Tenganan Ditarget Jadi Desa Zero Waste Cities

Karangasem, Desa Tenganan Pegringsingan, Karangasem, ditarget menjadi desa zero waste cities atas desa yang menerapkan program kawasan bebas sampah. Guna mewujudkan target tersebut, Desa Tenganan akan mendapatkan pendampingan dari Pusat Pendidikan Lingkungan Hidup Bali dan GAIA (Global Alliance for Incenerator Alternatives).

Direktur Pusat Pendidikan Lingkungan Hidup (PPLH) Bali, Catur Yudha Hariani berjanji akan mendampingi Desa Tenganan Pegringsingan dalam pengelolaan sampah hingga berhasil. “kami janji tidak akan meninggalkan desa Tenganan sebelum berhasil, kami sudah bekerjasama dengan Griya Luhu untuk membangun bank sampah berbasis digital kemudian kami tidak akan pergi sebelum terbangun TPST3R dan harus jalan dengan baik dan benar. Selain itu kami tidak bisa bekerja sendiri, relawan Ombo dan Kader Bank Sampah AMALA LOKA Tenganan serta masyarakat Tenganan harus terus mendukung” kata Catur saat dikonfirmasi pada Senin (14/2).

Menurut Catur, pada tahap pertama dilakukan kajian sampah di Tenganan didukung oleh Yayasan Wisnu, GEF SGP, Kementerian Lingkungan German.

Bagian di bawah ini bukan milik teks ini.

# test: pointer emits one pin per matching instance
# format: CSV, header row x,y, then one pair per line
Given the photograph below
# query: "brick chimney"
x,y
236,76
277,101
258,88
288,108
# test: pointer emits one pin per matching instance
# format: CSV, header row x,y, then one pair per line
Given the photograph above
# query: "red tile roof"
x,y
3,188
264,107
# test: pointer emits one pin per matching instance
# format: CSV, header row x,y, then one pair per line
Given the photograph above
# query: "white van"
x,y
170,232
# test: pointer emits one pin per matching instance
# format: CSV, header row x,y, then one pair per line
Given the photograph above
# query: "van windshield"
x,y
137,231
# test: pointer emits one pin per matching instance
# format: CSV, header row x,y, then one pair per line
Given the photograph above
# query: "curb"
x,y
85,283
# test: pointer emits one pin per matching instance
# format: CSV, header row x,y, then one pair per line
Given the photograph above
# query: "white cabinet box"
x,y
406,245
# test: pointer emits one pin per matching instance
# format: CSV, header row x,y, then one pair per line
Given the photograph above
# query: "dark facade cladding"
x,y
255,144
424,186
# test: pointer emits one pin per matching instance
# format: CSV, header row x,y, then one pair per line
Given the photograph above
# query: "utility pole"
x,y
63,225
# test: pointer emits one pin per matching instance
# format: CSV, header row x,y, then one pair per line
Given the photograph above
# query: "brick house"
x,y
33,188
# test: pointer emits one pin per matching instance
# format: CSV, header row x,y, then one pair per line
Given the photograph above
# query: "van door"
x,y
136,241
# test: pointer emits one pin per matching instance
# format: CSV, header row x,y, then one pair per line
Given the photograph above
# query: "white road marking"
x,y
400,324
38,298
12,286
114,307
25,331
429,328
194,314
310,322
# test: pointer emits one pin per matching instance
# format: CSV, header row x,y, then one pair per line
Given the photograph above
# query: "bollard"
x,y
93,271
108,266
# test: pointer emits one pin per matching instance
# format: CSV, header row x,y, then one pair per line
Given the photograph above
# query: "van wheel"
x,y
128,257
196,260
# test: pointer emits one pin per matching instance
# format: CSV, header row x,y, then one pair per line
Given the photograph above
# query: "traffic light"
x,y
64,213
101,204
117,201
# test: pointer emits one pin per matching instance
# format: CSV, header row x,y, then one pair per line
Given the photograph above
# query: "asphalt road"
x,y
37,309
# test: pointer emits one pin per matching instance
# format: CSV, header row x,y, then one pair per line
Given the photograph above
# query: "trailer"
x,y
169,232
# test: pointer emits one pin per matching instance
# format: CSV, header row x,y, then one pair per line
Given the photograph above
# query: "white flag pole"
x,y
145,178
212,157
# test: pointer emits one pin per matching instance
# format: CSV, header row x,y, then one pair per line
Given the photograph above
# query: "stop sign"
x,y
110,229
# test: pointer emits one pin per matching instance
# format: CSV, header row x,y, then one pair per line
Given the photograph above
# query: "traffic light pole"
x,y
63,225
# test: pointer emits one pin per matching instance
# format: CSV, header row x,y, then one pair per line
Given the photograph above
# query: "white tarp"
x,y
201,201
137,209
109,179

Hasil kajian menunjukan bahwa sampah yang dihasilkan oleh masyarakat selama ini 98% dibakar dan sisanya dibuang ke kebun. Masyarakat juga menyatakan 54% setuju dan 44% sangat setuju jika di desa dilakukan pengelolaan sampah terpadu.

Saat ini di sudut pelataran parkir desa Tenganan Pegringsingan telah terbangun sebuah gedung sederhana berukuran 6 x 18 meter yang difungsikan untuk TPST 3R sementara. Fungsi TPST 3R sementara ini digunakan untuk Bank Sampah dan menampung sampah residu. Tepat 11 Pebruari 2022 gedung ini telah diresmikan oleh Kepala Dinas Lingkungan Hidup Kabupaten Karangasem.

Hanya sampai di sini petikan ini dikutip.